Na mensagem enviada ao Legislativo, o governo federal alertou para os riscos fiscais da medida. Segundo os ministérios da Justiça, Fazenda, Planejamento e a Advocacia-Geral da União, o texto contraria a Lei de Responsabilidade Fiscal e omite estimativas claras sobre as despesas envolvidas. O Palácio do Planalto também destacou que a proposta não indica fontes de compensação financeira nem previsão de impacto no orçamento de 2025.
“O projeto impõe aumento de despesas obrigatórias, sem base adequada de impacto orçamentário e medidas compensatórias, afetando não apenas a União, mas também os estados”, aponta o comunicado oficial.
A tentativa de alterar a composição da Câmara dos Deputados surgiu após decisão do Supremo Tribunal Federal (STF), que reconheceu omissão do Congresso em atualizar a representatividade parlamentar conforme as mudanças populacionais dos estados, com base nos dados do Censo. O caso foi levado ao Supremo pelo governo do Pará, que alegou ter direito a mais quatro cadeiras desde 2010 — a última atualização na distribuição de vagas ocorreu em 1993.
A Constituição estabelece que cada unidade da Federação deve ter entre 8 e 70 deputados federais, respeitando a proporcionalidade populacional. Entretanto, ao invés de promover cortes nos estados que perderam participação demográfica, o projeto aprovado pelo Legislativo optou por ampliar o número total de cadeiras — evitando conflitos políticos, mas ampliando os gastos públicos.

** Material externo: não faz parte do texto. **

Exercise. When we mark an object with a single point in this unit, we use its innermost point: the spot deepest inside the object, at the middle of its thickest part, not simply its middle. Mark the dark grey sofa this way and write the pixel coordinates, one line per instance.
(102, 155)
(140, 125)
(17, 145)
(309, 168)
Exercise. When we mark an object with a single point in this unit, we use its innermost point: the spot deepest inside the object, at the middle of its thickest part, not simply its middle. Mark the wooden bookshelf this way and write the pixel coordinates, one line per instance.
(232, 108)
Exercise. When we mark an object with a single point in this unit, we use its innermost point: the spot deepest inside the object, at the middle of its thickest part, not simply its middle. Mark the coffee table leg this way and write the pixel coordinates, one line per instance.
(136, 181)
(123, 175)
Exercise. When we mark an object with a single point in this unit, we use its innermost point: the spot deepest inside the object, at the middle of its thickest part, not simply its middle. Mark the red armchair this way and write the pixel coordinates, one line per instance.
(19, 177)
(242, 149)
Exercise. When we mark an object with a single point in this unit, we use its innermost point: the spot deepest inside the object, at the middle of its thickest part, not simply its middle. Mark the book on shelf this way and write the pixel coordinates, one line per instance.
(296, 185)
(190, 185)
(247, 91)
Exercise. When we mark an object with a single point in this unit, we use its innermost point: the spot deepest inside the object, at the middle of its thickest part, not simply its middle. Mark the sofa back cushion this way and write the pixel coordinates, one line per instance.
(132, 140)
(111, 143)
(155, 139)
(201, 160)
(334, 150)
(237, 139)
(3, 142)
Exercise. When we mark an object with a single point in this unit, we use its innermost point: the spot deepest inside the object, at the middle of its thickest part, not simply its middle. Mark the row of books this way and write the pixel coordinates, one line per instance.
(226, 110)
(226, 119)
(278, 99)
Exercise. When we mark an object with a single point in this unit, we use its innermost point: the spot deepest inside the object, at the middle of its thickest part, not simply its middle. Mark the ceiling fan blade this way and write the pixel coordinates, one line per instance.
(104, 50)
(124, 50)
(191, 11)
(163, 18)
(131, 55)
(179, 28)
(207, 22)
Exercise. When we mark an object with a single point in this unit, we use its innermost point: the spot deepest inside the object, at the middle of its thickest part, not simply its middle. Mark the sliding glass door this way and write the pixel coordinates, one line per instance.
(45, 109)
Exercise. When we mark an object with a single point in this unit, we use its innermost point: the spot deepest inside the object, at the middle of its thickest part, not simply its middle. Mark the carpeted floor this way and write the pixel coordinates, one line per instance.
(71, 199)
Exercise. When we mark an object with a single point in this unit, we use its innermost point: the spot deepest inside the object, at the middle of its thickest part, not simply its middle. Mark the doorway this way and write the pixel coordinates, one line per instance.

Pelo texto vetado, estados como Pará, Amazonas, Santa Catarina e Ceará ganhariam novos representantes, enquanto Rio de Janeiro, Bahia, Pernambuco, Paraíba, Piauí, Alagoas e Rio Grande do Sul seriam prejudicados caso fosse seguida rigorosamente a proporcionalidade.
Além do custo de R$ 65 milhões anuais com novas estruturas no Congresso, o aumento no número de deputados federais acarretaria mudanças nas assembleias legislativas, que devem ter, por regra, o triplo da representação estadual na Câmara. Esse efeito cascata poderia elevar em até R$ 22 milhões por ano os orçamentos estaduais.
Com o veto, o Congresso tem agora 30 dias para decidir se mantém ou derruba a decisão presidencial. Se o veto for mantido, caberá ao Tribunal Superior Eleitoral (TSE) redistribuir as vagas conforme a determinação do STF, com prazo até 1º de outubro.